Assim, até à atribuição do foral a Gaia, em 1255, pelo rei D. Afonso III, todos os direitos relativos ao comércio que era feito pela barra do rio Douro aproveitava, apenas, ao Bispo e ao Cabido.
Este senhorio da cidade do Porto nascera da doação, ao Bispo do Porto D. Hugo, e a seus sucessores, feita por D. Teresa, em 1120 (era 1158) e confirmada, mais tarde, por D. Afonso Henriques em 1138.
Na sequência da primeira doação e dos direitos que ela lhe conferia, promulgou D. Hugo, em 1123, o Foral da cidade do Porto, que ordenava a cobrança de vários impostos, entre os quais a “Portagem da Terra”, somente extintos por D. João VI, em 11 de Junho de 1822, sendo que, contra eles, haviam reclamado os comerciantes da cidade, nas Cortes Constituintes de 28 de Agosto de 1821.
O pagamento de impostos sobre o vinho foi, assim, o primeiro motivo para a instalação dos armazéns e caves em Gaia e Vila Nova.
Os vinhos de exportação que da região Duriense vinham nos típicos barcos rabelos, sempre se armazenaram, por isso, em V. N. de Gaia.
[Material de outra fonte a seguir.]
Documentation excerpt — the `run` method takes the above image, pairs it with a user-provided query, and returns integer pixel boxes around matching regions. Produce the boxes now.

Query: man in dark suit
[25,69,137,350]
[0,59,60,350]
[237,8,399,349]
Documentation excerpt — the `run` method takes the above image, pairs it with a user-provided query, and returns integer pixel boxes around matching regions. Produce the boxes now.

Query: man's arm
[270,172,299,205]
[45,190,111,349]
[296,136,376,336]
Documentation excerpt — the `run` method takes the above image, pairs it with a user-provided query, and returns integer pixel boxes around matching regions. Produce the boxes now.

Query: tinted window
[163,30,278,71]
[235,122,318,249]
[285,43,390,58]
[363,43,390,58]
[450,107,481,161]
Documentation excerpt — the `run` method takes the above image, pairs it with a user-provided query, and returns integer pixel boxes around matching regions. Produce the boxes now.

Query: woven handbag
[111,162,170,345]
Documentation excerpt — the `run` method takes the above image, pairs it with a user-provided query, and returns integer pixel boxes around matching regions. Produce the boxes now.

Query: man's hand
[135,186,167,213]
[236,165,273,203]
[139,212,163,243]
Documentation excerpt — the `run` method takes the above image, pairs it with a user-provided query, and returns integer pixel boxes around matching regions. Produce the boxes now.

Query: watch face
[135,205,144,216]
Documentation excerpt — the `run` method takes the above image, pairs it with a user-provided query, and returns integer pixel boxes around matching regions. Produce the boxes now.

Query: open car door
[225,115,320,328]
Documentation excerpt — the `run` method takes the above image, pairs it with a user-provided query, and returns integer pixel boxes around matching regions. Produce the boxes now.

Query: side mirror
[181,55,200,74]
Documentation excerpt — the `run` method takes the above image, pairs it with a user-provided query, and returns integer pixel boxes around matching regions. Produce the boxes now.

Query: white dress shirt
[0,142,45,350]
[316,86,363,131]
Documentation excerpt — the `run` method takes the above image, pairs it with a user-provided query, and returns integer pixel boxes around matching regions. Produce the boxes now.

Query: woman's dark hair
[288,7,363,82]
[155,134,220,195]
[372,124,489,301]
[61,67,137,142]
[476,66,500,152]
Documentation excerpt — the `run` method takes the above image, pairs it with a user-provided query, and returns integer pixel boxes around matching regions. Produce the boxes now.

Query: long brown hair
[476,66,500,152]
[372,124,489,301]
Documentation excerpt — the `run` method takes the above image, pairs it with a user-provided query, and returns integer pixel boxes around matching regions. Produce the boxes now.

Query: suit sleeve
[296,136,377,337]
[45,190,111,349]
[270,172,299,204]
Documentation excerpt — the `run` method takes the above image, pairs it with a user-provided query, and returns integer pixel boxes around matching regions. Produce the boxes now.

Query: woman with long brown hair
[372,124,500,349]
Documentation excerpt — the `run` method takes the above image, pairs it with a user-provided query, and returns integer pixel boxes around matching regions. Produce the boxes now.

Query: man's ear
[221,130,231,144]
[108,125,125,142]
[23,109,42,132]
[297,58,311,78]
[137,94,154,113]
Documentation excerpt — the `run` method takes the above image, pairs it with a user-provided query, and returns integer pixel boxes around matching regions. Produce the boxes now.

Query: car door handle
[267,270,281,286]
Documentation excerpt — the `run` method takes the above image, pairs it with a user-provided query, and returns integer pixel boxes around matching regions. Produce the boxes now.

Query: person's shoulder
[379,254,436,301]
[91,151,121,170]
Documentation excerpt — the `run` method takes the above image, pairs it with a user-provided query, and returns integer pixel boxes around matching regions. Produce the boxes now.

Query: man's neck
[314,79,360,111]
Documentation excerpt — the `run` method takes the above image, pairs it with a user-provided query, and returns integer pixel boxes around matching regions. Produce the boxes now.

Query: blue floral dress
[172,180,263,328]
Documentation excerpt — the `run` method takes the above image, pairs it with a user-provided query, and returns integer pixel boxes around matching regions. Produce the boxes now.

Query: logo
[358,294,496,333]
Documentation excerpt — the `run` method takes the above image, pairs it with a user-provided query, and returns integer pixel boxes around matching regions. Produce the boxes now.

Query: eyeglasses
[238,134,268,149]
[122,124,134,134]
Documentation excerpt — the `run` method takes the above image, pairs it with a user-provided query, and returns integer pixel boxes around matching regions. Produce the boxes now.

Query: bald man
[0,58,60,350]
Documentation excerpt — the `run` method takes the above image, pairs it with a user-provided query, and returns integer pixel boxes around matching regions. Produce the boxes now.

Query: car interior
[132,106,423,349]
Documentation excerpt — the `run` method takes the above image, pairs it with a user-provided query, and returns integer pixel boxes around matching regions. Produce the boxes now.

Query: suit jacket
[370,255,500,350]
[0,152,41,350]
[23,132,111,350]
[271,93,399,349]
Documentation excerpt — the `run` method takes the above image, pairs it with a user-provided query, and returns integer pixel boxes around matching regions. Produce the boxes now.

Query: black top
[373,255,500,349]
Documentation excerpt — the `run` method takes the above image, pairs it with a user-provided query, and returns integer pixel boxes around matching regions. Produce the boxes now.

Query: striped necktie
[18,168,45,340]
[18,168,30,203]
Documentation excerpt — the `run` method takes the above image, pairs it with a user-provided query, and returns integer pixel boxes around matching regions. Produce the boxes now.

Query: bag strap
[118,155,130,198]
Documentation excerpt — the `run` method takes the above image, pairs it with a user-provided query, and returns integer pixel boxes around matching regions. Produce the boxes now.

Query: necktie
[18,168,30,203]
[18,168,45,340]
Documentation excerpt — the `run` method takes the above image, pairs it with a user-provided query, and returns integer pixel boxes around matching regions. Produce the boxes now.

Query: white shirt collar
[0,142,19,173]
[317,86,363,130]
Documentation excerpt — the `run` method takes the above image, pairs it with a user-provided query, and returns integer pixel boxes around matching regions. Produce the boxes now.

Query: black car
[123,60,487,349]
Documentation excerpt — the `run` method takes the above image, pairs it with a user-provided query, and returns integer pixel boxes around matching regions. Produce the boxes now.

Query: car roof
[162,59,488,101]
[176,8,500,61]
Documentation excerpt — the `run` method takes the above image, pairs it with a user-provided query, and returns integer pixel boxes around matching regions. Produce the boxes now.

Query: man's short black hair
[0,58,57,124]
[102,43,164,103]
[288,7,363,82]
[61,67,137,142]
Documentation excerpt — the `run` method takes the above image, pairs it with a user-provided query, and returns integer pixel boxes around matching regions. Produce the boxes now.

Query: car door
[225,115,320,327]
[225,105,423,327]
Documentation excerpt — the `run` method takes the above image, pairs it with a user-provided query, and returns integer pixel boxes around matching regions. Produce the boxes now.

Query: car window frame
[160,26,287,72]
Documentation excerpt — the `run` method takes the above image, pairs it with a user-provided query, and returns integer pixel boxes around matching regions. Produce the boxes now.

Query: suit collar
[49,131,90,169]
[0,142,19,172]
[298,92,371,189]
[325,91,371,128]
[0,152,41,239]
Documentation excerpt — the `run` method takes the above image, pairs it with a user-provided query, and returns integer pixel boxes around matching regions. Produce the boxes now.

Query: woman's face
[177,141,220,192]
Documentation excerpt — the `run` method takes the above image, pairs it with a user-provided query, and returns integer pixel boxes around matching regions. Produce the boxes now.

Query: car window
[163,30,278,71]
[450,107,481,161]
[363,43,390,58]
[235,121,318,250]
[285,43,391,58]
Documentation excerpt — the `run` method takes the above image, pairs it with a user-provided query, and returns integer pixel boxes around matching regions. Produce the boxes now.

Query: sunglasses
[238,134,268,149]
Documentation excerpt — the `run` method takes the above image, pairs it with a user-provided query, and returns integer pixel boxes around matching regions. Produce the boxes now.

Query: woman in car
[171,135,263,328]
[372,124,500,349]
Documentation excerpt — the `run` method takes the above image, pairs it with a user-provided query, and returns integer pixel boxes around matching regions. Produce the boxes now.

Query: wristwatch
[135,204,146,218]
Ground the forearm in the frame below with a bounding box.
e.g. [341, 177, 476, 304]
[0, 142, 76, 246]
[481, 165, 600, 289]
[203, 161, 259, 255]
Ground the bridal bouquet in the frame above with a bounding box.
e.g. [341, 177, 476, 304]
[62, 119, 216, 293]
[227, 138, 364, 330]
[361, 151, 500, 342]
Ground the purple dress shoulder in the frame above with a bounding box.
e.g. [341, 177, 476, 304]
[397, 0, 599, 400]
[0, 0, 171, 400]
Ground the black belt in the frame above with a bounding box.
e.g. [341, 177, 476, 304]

Rua da Praia, na marginal e entrada da Rua Direita, em V. N. de Gaia, no século XVIII




Largo D. Luís I, em V. N. de Gaia, em perspectiva idêntica à da gravura anterior



Anteriormente ao século XVII, o nosso comércio de exportação de vinhos fazia-se pelos portos do Norte, principalmente pelo de Viana, para os vinhos com proveniência no Minho, com uma participação principalmente dos comerciantes ingleses e, ainda, pela barra do rio Douro.
Só em 1678, se regista o primeiro embarque, no montante de 408 pipas, feito pelos ingleses.
Fundada a Companhia Geral da Agricultura das Vinhas do Alto Douro, em 1756, a descarga dos vinhos do Douro fazem-se nos cais da cidade do Porto.
Em 1777, primeiro ano do reinado de D. Maria I, um litígio judicial promovido pela igreja representada pelo bispo do Porto, bispo de Penafiel, bispo de Bragança-Miranda e o Cardeal Patriarca de Lisboa contra aquela companhia, reclamava dela o pagamento em atraso (quase 20 anos) dos direitos devidos ao bispo do Porto, sobre as descargas efectuadas nos cais da Ribeira do Porto e respectiva comercialização do vinho.
A razão seria dada aos reclamantes, pelo que o pagamento passou a ser feito em terras do bispo do Porto até 1821 e foram, entretanto, liquidadas as dívidas em atraso.
Porém, os restantes negociantes de vinho do Porto, procurando fugir à jurisprudência que aquele caso poderia despoletar, com consequências nefastas para as suas bolsas, trataram de transferir os seus armazéns e cais de descarga para a margem esquerda do rio Douro, pois, aí, em Gaia, funcionava o foral de D. Afonso III e o território estava fora do alcance dos bispos e do foral de D. Teresa que cobria a margem direita daquele rio.
É, nestes tempos, que se irá assistir a uma procura de terrenos para instalação de armazéns de vinhos, na margem esquerda do Douro, sobretudo na encosta que ia desde do lugar das Devezas até ao rio, todo ele pertencente à imensa Quinta das Devezas que, no século XVI, também era conhecida pela Quinta do Estado e, depois, ficou conhecida pela Quinta do Conde das Devezas.
A partir daqui, os armazéns que iam surgindo para escoar pela barra do rio Douro a produção dos vinhos finos, que se juntava à dos vinhos tradicionais, acabaram por se localizar na margem esquerda do rio Douro.
Os britânicos que tinham a sua feitoria no Porto passaram, também, a guardar os seus vinhos em V. N. de Gaia e muitas das famílias britânicas escolheriam o Candal para viverem ou, por aí, instalarem as suas quintas de férias.
Para além da localização dos armazéns de vinhos na margem esquerda do Douro, decorrente do alívio no pagamento de impostos, juntava-se, também, uma justificação tecnológica.
Aqueles terrenos estando voltados a norte, eram abrigados dos ventos fortes da barra, disfrutavam de um clima ameno e fresco, um pouco húmido e dotados de imensas minas de água.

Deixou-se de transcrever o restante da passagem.